I also say it every night, it’s also the test of cardio. If we come out the other end of Alien Love Call that means our cardio is so good. We can recalculate in those three minutes then come right back. 

Franz: Amen bro. 

At the venue you’re playing in Sydney there are barriers in a thatre rooms. Now that your shows are scaling up, how have you found it maintaining the essence of a true hardcore show in large venues and at festivals? How do you ensure that it’s not too mindblowing for the casual fan while also servicing the hardcore heads?

Brendan Yates: It feels like everytime we play a show it's very much the same but different. You look for the opportunity to connect in different ways.

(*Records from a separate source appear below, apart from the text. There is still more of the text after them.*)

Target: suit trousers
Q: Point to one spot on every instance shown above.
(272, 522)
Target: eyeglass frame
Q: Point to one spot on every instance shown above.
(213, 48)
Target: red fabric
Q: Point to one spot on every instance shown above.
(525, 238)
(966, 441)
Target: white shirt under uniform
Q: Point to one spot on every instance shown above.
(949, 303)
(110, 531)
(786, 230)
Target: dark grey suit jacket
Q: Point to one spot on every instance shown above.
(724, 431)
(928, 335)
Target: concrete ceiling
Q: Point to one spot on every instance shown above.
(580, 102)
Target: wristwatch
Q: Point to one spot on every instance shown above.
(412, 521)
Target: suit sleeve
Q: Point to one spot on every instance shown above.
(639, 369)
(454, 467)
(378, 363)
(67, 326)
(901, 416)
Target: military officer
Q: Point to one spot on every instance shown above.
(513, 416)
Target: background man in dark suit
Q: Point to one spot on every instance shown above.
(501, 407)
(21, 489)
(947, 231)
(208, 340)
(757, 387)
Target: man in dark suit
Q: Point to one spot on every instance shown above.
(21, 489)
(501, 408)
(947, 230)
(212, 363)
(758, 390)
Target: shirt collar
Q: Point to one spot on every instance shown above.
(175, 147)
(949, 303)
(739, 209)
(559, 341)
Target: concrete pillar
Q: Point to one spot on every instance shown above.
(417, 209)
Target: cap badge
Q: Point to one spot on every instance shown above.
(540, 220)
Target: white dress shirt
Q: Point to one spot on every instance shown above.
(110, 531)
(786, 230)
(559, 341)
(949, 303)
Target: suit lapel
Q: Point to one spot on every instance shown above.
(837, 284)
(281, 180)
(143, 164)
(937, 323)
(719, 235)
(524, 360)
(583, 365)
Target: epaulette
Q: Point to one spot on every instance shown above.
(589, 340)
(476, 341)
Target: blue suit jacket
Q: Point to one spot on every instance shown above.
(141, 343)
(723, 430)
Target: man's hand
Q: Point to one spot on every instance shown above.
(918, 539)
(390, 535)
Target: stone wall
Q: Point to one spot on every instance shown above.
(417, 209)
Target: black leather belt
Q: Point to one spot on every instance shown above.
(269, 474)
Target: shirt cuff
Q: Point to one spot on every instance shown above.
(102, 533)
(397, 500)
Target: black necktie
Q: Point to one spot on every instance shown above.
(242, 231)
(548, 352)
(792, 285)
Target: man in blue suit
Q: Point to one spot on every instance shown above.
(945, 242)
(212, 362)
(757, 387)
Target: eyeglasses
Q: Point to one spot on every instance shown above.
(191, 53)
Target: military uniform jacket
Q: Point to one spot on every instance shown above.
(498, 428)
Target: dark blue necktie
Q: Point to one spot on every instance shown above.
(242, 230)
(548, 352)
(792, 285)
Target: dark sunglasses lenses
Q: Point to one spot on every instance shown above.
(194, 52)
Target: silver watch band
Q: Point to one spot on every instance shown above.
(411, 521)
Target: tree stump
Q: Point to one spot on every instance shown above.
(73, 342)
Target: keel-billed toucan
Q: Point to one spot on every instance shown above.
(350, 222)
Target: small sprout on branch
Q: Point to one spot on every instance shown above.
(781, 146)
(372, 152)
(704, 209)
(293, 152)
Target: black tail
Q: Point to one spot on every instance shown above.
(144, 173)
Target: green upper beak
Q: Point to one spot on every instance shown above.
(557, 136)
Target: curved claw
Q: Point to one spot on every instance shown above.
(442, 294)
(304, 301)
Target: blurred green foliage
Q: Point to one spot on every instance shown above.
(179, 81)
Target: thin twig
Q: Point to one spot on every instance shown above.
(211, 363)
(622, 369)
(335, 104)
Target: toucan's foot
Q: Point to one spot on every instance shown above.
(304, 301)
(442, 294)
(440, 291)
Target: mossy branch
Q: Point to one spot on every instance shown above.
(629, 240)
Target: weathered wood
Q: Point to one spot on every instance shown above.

At a festival or big room, it’s not the same as the basement show or smaller club. Ultimately the goal is always the same, you adjust accordingly and make an effort to make it feel the same, given whatever circumstances we are playing in. We find excitement in shifting back and forth between the really intimate shows and the bigger shows, with an audience that might not have had the opportunity to see you in an intimate space. Our preferred experience as a band is the intimate, non-barrier experience but we always work to make the best experience wherever we are at.

My favourite lyric from all of your songs comes from the ultimate Turnstile anthem TLC. It closes with, I Want To Thank you, For Letting Me See Myself. What does the ethos, Turnstile Love Connection mean to you?

Brendan: That song encapsulates the last few years especially. It’s in some ways flipping perspectives on the feelings of darkness, loneliness and desire to feel contempt. When you flip the script, it forces you to look around you and change perspectives and realising that the real beauty in people that are around you and the community that you have. Accepting feeling both of those things at the same time has been a big thing for this last couple of years for us as a band. That’s why TLC has really connected to me personally. The beauty of music is that it connects to everyone in a different way.